Luh hypercyclic vector for composition operator

TL;DR

This paper introduces Luh hypercyclic vectors for composition operators, demonstrating their dense existence and exploring the dynamics of cosine operator functions on various Banach spaces, with conditions for supercyclicity and concrete examples.

Contribution

It constructs Luh hypercyclic vectors for composition operators and analyzes the supercyclicity of cosine operator functions on Orlicz and Morrey spaces, providing new insights and examples.

Findings

Dense linear manifold of Luh hypercyclic vectors exists.

Sufficient conditions for supercyclicity of cosine operator functions are established.
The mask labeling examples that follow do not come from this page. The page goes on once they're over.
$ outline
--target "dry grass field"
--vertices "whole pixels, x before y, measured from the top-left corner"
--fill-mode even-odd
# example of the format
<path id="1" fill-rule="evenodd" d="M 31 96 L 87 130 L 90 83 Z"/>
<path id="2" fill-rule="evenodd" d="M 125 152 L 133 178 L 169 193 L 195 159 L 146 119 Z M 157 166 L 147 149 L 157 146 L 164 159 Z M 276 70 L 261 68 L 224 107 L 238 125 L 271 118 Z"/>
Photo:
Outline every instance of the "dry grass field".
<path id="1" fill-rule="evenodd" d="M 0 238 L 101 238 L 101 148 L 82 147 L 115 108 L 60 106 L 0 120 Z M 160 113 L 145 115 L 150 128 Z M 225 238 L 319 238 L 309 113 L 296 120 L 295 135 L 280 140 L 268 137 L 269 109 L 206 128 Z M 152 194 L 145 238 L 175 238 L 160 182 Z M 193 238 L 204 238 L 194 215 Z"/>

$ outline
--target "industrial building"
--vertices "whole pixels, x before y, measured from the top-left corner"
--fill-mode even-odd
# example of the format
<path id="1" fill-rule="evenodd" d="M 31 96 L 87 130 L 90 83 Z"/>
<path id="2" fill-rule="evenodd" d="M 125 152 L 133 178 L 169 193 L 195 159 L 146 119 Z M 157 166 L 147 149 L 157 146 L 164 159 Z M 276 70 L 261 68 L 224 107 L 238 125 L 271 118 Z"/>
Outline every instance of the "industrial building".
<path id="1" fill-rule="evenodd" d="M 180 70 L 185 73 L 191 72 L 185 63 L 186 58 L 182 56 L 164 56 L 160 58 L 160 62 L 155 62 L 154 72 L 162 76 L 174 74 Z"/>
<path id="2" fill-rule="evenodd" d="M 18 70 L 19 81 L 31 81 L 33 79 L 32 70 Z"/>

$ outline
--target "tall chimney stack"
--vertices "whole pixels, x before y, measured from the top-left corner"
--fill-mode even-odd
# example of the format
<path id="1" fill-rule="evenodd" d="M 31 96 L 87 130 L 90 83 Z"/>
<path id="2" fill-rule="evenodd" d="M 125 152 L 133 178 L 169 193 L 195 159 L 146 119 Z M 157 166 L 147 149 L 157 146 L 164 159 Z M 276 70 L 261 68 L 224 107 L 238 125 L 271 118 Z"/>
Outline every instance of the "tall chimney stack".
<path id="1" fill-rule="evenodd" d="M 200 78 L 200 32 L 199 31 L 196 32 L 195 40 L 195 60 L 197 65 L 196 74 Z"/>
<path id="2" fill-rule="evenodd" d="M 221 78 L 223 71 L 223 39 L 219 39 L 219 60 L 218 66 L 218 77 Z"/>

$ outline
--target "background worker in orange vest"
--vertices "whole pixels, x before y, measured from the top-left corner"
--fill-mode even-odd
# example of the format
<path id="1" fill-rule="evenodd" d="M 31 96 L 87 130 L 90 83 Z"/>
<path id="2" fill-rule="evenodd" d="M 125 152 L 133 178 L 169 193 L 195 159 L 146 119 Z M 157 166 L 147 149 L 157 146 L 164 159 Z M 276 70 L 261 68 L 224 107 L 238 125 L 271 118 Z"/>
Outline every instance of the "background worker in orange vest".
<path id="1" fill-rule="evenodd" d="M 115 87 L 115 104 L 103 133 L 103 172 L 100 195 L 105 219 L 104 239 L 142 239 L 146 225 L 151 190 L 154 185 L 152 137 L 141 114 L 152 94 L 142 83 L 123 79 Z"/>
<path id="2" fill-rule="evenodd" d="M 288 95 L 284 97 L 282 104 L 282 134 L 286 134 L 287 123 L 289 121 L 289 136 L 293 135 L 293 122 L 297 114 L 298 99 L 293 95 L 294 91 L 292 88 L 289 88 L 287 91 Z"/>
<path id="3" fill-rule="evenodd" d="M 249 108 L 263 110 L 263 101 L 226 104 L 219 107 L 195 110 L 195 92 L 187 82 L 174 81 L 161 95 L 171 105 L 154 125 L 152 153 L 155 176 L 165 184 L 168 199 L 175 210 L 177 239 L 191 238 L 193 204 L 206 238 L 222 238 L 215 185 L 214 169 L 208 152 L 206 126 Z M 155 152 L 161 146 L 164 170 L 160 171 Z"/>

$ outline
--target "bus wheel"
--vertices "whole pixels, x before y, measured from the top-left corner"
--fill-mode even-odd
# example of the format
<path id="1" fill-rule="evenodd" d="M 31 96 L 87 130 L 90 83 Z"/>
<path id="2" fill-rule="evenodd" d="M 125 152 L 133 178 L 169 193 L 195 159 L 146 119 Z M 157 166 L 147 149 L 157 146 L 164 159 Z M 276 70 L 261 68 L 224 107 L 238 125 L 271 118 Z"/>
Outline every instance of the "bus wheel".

Concrete examples of weighted translations satisfying supercyclicity conditions.

Abstract

In this paper, we deal with the construction of holomorphic functions on a simply connected domain satisfying that all its derivatives and antiderivatives under a composition operator have a dense orbit. Such functions will be called Luh hypercyclic vectors for the respective composition operator. We show that there is a dense linear manifold of Luh hypercyclic vectors. Moreover, we study the dynamics of cosine operator function generated by weighted composition operators on solid Banach function spaces, in particular on Orlicz and Morrey spaces, and we give sufficient conditions for supercyclicity of such cosine operator functions in terms of the corresponding weight function. Also, we give concrete examples of weighted translations satisfying these sufficient conditions.